Service Please!
I was out having dinner in a restaurant last weekend for the first time in six months. On our table was this little electronic device.
It enabled us to summon a waiter when we were ready to order, if we had a question or needed something, and to ask for the bill when we were ready to leave.
It’s clearly a function of the pandemic, and the need for ways to make table service as smooth and easy to manage as possible. But is it something that will continue to be used once the pandemic restrictions are eased? As with so many of the changes we’ve experienced in the past 18 months, we can’t be sure if this is a temporary blip or a new way of living.
It might initially feel a bit cold and automated – there is clearly a down-side if it means that engagement with the restaurant staff is minimised and kept to a functional, transactional level.
It does clearly remove the awkwardness of catching a waiter’s eye without being too insistent about it. It’s certainly a whole lot more polite and acceptable than the clicking of fingers (yes – some people still do that, with all the echoes of assumed superiority and entitlement that it suggests).
From the waiting staff’s perspective there are also benefits; no need to linger waiting to take that ‘will they, won’t they’ dessert order, or to offer up the bill when the possibility of a final drink still lingers. And it doesn’t mean that the odd “…is everything okay and can I get you anything else” is impossible.

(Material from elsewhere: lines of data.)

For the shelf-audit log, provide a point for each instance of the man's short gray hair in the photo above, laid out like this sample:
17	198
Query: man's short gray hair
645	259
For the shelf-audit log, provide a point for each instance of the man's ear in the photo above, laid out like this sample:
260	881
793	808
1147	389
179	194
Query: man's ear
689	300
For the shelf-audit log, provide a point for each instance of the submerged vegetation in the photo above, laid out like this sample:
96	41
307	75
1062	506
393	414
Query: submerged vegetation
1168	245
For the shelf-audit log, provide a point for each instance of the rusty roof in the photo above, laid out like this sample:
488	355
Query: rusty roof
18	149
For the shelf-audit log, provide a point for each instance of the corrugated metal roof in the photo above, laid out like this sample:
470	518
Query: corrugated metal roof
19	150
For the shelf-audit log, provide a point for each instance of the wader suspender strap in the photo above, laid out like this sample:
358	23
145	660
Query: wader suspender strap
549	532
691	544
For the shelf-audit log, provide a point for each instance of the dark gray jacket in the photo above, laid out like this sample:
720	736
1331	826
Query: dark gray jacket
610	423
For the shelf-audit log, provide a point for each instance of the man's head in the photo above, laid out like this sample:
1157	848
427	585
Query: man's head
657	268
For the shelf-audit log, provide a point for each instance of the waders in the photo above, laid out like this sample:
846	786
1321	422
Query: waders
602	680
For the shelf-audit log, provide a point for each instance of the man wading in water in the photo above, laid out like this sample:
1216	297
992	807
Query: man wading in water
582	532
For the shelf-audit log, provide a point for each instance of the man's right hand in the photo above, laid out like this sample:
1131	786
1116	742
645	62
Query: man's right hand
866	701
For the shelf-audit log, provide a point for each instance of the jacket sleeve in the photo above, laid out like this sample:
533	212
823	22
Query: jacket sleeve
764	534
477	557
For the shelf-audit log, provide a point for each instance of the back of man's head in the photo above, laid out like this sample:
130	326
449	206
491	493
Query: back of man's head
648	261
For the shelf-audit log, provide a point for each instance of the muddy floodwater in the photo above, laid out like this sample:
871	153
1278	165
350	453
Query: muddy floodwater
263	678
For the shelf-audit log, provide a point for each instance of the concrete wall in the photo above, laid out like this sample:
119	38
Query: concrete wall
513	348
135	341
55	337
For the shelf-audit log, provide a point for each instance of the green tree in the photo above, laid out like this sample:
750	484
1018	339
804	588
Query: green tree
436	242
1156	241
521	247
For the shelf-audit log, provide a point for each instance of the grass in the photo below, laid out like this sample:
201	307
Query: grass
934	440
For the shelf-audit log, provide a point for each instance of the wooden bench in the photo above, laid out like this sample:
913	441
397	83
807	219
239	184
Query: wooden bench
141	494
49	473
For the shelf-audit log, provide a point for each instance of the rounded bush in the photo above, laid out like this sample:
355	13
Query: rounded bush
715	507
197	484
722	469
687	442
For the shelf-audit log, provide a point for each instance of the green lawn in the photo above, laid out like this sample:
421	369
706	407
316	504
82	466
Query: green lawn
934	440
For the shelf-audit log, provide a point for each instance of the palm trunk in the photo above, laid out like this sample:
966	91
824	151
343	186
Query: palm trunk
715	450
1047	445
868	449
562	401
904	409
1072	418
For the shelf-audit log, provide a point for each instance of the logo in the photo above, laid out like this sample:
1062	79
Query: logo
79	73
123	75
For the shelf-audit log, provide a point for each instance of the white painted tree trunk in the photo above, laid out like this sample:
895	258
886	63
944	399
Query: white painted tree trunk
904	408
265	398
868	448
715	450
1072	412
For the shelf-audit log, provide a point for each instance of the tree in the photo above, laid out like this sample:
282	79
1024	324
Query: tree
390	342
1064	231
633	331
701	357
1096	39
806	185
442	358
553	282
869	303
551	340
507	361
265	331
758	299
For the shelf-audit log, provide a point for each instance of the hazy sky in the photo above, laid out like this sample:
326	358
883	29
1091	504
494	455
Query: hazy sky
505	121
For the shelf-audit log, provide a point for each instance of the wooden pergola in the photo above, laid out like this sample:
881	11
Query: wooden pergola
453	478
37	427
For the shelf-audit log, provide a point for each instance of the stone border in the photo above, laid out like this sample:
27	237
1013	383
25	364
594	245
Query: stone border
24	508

This kind of service tool won’t be right for every establishment, of course. Those fine dining restaurants that take great pride in controlling the tempo of an evening with the waiter revealing the ‘story’ of each course will no doubt shy away.
But for restaurants that are dealing with multiple covers and with less experienced staff it looks like a pretty good idea to me. A good example how innovation born from necessity can open up new ways of delivering brands and services.